Lamentablemente, no podré estar con ustedes. Ojalá se pueda hacer todo lo posible, y lo imposible también, para que la Cumbre de la Madre Tierra sea la primera etapa hacia la expresión colectiva de los pueblos que no dirigen la política mundial, pero la padecen.
Ojalá seamos capaces de llevar adelante estas dos iniciativas del compañero Evo [Morales, presidente de Bolivia], el Tribunal de la Justicia Climática y el Referéndum Mundial contra un sistema de poder fundado en la guerra y el derroche, que desprecia la vida humana y pone bandera de remate a nuestros bienes terrenales.
Ojalá seamos capaces de hablar poco y hacer mucho. Graves daños nos ha hecho, y nos sigue haciendo, la inflación palabraria, que en América Latina es más nociva que la inflación monetaria. Y también, y sobre todo, estamos hartos de la hipocresía de los países ricos, que nos están dejando sin planeta mientras pronuncian pomposos discursos para disimular el secuestro.
Hay quienes dicen que la hipocresía es el impuesto que el vicio paga a la virtud. Otros dicen que la hipocresía es la única prueba de la existencia del infinito. Y el discurserío de la llamada “comunidad internacional”, ese club de banqueros y guerreros, prueba que las dos definiciones son correctas.
Yo quiero celebrar, en cambio, la fuerza de verdad que irradian las palabras y los silencios que nacen de la comunión humana con la naturaleza. Y no es por casualidad que esta Cumbre de la Madre Tierra se realiza en Bolivia, esta nación de naciones que se está redescubriendo a sí misma al cabo de dos siglos de vida mentida.
Bolivia acaba de celebrar los diez años de la victoria popular en la guerra del agua, cuando el pueblo de Cochabamba fue capaz de derrotar a una todopoderosa empresa de California, dueña del agua por obra y gracia de un Gobierno que decía ser boliviano y era muy generoso con lo ajeno.

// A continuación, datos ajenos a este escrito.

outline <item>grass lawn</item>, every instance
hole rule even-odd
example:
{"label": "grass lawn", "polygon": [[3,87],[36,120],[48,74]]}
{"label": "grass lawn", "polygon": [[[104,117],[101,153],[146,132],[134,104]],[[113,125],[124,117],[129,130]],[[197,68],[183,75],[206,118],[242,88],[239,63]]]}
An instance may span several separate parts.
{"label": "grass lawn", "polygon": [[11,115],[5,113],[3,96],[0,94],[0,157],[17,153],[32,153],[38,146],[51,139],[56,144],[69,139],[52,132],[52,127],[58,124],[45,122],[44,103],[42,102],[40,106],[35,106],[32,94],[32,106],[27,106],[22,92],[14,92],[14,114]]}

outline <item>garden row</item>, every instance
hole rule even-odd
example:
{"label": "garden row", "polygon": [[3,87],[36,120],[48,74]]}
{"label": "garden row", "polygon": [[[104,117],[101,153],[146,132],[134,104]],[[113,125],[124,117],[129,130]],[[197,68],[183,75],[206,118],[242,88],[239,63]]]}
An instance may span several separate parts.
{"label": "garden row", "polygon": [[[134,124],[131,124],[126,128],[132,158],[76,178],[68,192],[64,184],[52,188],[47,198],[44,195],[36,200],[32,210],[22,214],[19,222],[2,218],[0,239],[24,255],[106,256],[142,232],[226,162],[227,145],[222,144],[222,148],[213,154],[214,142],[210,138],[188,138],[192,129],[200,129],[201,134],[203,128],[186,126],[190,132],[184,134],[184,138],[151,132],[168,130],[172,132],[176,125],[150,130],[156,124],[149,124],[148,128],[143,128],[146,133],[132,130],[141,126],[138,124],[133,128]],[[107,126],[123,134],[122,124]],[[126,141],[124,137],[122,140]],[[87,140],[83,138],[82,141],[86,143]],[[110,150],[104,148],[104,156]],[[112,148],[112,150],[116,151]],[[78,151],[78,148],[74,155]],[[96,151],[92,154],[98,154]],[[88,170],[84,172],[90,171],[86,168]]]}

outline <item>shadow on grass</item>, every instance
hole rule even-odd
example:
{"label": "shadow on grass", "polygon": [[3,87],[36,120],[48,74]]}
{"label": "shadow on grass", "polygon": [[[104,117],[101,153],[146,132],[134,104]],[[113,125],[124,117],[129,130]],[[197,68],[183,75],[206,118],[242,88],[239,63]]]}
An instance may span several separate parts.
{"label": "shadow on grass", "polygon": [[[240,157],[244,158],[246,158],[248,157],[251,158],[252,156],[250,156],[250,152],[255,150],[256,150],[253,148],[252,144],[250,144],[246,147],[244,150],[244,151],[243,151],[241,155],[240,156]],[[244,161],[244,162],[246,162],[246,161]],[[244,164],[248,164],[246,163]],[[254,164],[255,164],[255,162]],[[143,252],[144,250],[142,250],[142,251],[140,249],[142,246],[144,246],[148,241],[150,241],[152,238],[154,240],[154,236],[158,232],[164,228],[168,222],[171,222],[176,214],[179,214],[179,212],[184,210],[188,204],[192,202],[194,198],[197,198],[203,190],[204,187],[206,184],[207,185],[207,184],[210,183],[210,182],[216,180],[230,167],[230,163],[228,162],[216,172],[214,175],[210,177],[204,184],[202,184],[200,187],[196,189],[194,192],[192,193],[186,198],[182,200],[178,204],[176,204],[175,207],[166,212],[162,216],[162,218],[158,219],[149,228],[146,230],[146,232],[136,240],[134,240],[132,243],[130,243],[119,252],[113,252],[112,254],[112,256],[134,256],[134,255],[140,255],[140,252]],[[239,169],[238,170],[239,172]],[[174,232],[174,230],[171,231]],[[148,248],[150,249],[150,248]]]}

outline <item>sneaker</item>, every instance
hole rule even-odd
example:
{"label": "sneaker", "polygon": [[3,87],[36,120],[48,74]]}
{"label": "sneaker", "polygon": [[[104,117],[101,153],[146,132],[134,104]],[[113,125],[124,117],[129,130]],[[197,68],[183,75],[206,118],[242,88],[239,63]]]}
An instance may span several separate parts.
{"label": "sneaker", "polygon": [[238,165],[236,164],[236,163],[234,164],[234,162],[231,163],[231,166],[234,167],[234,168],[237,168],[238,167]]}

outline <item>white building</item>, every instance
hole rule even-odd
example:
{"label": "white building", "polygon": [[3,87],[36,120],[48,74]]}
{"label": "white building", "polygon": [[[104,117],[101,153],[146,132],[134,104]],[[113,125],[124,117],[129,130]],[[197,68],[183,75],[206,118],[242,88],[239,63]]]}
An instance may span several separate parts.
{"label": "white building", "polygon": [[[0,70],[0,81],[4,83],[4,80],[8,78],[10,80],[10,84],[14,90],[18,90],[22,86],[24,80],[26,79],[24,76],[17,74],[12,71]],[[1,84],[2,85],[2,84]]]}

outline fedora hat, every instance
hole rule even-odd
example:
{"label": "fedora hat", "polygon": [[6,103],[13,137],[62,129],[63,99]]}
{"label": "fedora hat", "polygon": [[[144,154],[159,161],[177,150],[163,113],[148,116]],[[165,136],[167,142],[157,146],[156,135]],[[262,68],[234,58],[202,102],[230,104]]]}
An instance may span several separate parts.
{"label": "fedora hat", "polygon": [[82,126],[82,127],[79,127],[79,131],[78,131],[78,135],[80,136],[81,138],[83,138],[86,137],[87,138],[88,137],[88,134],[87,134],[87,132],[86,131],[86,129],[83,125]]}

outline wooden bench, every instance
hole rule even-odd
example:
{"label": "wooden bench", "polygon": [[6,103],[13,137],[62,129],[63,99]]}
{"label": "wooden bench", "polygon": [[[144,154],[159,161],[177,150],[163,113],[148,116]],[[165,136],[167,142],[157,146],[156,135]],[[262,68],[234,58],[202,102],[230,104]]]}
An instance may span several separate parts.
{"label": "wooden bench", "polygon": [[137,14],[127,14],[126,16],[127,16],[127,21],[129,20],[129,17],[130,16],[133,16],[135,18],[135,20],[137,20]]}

Esa guerra del agua fue una de las batallas que esta tierra sigue librando en defensa de sus recursos naturales, o sea: en defensa de su identidad con la naturaleza. Bolivia es una de las naciones americanas donde las culturas indígenas han sabido sobrevivir, y esas voces resuenan ahora con más fuerza que nunca, a pesar del largo tiempo de la persecución y del desprecio.
El mundo entero, aturdido como está, deambulando como ciego en tiroteo, tendría que escuchar esas voces.
Ellas nos enseñan que nosotros, los humanitos, somos parte de la naturaleza, parientes de todos los que tienen piernas, patas, alas o raíces.
La conquista europea condenó por idolatría a los indígenas que vivían esa comunión, y por creer en ella fueron azotados, degollados o quemados vivos.
Obstáculo al progreso
Desde aquellos tiempos del Renacimiento europeo, la naturaleza se convirtió en mercancía o en obstáculo al progreso humano. Y hasta hoy, ese divorcio entre nosotros y ella ha persistido, a tal punto que todavía hay gente de buena voluntad que se conmueve por la pobre naturaleza, tan maltratada, tan lastimada, pero viéndola desde afuera. Las culturas indígenas la ven desde adentro.
Viéndola, me veo. Lo que contra ella hago, está hecho contra mí. En ella me encuentro, mis piernas son también el camino que las anda.
Celebremos, pues, esta Cumbre de la Madre Tierra. Y ojalá los sordos escuchen: los derechos humanos y los derechos de la naturaleza son dos nombres de la misma dignidad.